France 4 vient de diffuser « Entre les murs », film réalisé par Laurent Cantet, palme d’or au Festival de Cannes 2008.
« Entre les murs » pourrait être le titre d’un film sur l’univers carcéral. Mais dans cette classe de quatrième de ce lycée d’un quartier d’immigrés du nord-est de paris, les élèves restent de leur plein gré. Certains voient dans l’école le moyen de sortir de leur condition ; d’autres vivent dans la peur du conseil de discipline, de l’exclusion du lycée, de la violence paternelle et du voyage sans retour au pays des parents.
Le titre « Entre les murs » se réfère au un parti-pris cinématographique du réalisateur. La caméra ne sortira pas des murs du lycée. On ne saura pas comment vit le professeur de français et professeur principal, François Marin (François Bégaudeau, acteur et aussi auteur du livre qui a inspiré le film). Interpellé par un élève, il dira qu’il n’est pas homosexuel. C’est tout ce qu’on apprendra de sa vie hors les murs. Nous rencontrerons aussi les parents de quelques élèves, mais dans la classe et le cadre formel de la réunion parents / professeur.

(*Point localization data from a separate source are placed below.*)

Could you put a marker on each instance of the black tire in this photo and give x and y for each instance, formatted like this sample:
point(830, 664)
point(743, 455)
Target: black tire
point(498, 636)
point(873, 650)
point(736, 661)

Laurent Cantet explique qu’il a voulu montrer l’école « comme une caisse de résonance, un lieu traversé par les turbulences du monde, un microcosme où se jouent très concrètement les questions d’égalité ou d’inégalité des chances, de travail et de pouvoir, d’intégration culturelle et sociale, d’exclusion… »
L’exercice du métier d’enseignant dans cette classe est difficile. Presque tous les élèves sont fils d’immigrés. Les parents de certains ne parlent pas le français et eux-mêmes peinent à s’exprimer à l’oral, pour ne pas parler de l’écrit. Il y a un gouffre entre ce qu’exigent les programmes et les compétences de la plupart de ces jeunes. Ceux-ci réagissent en s’accrochant, ou bien en débrayant dans une attitude passive, ou encore par une insolence systématique. Par moment, un élève découvre émerveillé qu’il peut y arriver, et le moment précis de cette découverte génère, pour lui et pour le professeur, une jouissance inoubliable.
Le film nous présente François Marin comme un professeur pugnace. Il ne craint pas d’affronter ses élèves, de les provoquer, de les tourner en dérision. Il va jusqu’à traiter les déléguées de « pétasses », provoquant un sérieux incident. Mais cette attitude ne relève pas chez lui du mépris. Au contraire, il aime ses élèves à sa façon, il a une haute idée de la langue française comme instrument de savoir et d’émancipation, il pense qu’accepter les défis et les conflits que les élèves ne cessent de lui proposer, c’est une manière de les respecter et de les pousser au-delà de leurs limites.
« Entre les murs » n’est pas un film optimiste : à force de tirer sur la corde, le jeune Souleymane sera renvoyé du lycée et, peut-être, expédié par son père dans son village au Mali. Mais il n’est pas sombre non plus. Le spectateur est émerveillé par le travail des enseignants qui, malgré leurs faiblesses et leurs erreurs, croient qu’ils offrent une vraie chance aux élèves, vont de l’avant jour après jour, et continuent à croire que leur métier vaut la peine.